Une population animale identifiée en légère hausse

Au 31 décembre 2025, la France compte 18,4 millions de chiens, chats et furets identifiés et estimés vivants. Ce total progresse légèrement, de 0,9 % par rapport à 2024. Il comprend 8 950 433 chats, 9 394 439 chiens et 16 599 furets.

Le baromètre met aussi en lumière la situation des chats libres. Parmi les chats identifiés et considérés comme vivants, ils représentent 5,78 % de la population féline, soit 517 718 animaux enregistrés au 31 décembre 2025. Ce chiffre progresse de 11 % par rapport à 2024, signe d’une meilleure prise en compte de ces animaux vivant en liberté sur le territoire.

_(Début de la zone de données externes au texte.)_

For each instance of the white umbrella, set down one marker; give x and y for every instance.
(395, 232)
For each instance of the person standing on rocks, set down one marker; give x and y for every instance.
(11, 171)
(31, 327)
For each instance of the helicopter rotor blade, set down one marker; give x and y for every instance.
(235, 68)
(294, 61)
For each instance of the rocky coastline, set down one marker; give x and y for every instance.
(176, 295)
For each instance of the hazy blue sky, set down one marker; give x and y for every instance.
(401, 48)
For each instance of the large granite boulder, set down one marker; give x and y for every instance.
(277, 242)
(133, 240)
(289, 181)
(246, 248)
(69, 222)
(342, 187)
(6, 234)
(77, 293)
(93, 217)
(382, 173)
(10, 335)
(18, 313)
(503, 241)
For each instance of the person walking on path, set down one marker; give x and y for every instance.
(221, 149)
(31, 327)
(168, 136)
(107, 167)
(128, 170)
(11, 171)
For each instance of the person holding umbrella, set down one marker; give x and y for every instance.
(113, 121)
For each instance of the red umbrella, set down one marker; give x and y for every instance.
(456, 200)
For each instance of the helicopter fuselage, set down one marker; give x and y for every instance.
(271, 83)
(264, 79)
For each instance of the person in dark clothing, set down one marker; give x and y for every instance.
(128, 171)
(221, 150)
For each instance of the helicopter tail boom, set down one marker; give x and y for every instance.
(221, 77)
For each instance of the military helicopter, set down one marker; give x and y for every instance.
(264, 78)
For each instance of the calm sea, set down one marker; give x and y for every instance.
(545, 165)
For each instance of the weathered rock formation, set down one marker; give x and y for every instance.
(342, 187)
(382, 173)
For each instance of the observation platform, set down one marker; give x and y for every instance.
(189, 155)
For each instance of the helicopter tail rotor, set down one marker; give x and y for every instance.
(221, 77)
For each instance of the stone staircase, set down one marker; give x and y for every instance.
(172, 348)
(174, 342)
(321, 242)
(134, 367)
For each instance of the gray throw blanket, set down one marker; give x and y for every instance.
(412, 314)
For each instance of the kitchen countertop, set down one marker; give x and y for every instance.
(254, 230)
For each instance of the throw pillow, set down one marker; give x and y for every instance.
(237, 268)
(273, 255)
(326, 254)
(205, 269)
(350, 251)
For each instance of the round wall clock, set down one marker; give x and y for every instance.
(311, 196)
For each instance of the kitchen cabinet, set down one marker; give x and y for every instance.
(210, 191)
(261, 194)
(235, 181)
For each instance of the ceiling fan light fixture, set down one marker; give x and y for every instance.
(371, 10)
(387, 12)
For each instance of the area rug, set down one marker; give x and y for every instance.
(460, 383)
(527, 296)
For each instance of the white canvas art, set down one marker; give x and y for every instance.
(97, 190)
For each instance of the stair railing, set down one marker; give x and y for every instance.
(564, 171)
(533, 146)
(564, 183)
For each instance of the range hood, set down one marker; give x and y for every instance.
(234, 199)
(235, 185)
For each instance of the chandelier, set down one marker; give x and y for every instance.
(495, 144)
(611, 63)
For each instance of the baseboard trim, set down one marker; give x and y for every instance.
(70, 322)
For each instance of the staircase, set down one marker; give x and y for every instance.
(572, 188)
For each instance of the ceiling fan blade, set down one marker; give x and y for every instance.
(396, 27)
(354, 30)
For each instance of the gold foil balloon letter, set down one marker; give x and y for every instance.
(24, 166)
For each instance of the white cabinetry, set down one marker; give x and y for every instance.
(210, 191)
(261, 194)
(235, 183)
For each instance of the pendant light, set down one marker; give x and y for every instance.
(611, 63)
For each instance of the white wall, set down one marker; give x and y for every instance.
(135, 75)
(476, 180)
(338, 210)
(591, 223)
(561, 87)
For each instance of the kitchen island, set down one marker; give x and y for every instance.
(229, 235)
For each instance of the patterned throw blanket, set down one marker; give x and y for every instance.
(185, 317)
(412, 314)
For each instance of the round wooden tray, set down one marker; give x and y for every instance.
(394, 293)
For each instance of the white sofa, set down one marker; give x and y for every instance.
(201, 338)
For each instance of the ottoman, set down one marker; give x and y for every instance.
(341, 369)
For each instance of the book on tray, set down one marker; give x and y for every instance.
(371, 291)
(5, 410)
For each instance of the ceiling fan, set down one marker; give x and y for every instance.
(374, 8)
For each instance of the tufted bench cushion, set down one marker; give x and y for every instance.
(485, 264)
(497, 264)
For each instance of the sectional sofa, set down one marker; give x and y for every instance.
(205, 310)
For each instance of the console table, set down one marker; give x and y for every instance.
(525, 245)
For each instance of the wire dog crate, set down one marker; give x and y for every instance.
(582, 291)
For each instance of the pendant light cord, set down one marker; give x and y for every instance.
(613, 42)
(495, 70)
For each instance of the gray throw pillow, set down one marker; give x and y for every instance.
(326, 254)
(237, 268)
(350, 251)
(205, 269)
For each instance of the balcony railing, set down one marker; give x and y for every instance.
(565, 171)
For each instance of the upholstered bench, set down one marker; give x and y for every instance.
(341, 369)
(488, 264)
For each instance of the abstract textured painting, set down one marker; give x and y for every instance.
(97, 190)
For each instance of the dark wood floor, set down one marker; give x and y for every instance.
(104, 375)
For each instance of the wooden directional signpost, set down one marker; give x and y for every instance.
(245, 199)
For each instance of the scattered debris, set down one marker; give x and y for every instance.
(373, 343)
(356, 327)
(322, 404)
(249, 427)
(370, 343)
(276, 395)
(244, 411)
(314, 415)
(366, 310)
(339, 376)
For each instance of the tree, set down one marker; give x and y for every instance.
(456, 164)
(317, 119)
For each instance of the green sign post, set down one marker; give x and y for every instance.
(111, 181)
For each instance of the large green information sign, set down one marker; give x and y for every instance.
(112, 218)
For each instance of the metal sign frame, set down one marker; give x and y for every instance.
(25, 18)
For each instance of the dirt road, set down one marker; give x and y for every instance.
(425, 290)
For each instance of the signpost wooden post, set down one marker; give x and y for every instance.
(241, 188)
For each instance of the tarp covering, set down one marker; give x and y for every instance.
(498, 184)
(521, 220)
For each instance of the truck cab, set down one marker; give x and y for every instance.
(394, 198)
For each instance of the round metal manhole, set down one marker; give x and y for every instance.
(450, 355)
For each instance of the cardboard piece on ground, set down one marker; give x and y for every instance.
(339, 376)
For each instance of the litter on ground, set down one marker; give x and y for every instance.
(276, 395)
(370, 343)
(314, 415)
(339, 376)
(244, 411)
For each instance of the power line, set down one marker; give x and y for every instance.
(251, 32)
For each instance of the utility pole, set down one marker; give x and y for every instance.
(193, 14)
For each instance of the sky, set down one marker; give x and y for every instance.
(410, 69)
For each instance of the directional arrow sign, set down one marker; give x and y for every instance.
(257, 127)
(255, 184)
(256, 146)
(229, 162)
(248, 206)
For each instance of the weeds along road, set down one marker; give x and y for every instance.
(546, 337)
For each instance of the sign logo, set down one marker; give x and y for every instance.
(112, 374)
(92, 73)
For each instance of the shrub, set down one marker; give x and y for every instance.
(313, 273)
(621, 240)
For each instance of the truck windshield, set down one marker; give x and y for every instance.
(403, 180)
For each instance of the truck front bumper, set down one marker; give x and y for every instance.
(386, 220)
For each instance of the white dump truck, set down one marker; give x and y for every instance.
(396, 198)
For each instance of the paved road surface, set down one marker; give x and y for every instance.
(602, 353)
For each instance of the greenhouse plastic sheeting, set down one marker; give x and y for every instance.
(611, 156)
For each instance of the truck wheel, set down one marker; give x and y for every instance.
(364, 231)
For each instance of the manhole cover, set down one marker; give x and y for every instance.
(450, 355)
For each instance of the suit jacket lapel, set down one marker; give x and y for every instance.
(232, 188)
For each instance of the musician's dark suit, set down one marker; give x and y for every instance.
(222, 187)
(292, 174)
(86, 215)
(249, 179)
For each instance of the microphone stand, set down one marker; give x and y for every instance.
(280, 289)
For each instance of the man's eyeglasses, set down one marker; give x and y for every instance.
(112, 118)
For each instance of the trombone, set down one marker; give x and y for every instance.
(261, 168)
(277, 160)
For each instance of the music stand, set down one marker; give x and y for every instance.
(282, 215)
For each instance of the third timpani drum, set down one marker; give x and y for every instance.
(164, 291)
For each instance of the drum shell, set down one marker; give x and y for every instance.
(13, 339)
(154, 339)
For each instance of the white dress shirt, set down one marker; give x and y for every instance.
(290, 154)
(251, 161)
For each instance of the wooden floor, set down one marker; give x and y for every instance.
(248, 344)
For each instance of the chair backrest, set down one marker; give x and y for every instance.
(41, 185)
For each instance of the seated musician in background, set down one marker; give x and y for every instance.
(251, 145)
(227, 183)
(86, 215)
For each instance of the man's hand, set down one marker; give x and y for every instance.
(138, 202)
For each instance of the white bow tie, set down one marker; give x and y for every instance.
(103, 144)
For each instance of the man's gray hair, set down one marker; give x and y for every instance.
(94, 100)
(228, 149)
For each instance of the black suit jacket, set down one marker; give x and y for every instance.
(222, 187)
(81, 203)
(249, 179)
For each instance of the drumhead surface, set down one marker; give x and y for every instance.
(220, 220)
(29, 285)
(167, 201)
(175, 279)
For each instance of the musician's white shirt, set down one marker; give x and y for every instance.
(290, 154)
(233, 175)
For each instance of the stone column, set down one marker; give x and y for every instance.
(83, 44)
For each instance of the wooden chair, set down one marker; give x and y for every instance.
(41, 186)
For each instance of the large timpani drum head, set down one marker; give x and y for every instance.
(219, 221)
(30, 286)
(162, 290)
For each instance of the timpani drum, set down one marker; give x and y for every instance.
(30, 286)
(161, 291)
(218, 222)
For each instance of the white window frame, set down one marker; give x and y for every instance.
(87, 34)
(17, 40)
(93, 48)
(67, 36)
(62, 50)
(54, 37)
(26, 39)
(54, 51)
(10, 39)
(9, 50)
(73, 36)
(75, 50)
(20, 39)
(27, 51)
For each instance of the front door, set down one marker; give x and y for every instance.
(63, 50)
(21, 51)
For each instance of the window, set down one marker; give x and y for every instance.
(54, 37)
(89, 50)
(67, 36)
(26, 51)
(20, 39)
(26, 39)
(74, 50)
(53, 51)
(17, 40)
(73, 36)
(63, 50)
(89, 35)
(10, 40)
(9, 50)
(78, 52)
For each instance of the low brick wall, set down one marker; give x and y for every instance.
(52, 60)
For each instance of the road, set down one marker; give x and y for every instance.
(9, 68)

Au-delà des chiffres, l’édition 2026 du baromètre I-CAD rappelle une réalité simple : l’identification n’est pas une formalité administrative secondaire. Elle constitue un acte de protection. Elle donne à l’animal une identité officielle, sécurise le lien avec son détenteur et facilite l’action des professionnels en cas de perte, de cession, d’abandon ou de décès.

Dans un pays où les chiens et les chats occupent une place affective majeure, l’enjeu est désormais de consolider les bons réflexes : identifier l’animal, mettre à jour ses coordonnées, déclarer une perte, signaler une retrouvaille, enregistrer un changement de détenteur et accompagner administrativement la fin de vie. Le fichier national apparaît ainsi comme un outil discret, mais essentiel, au service du bien-être animal et de la responsabilité des détenteurs.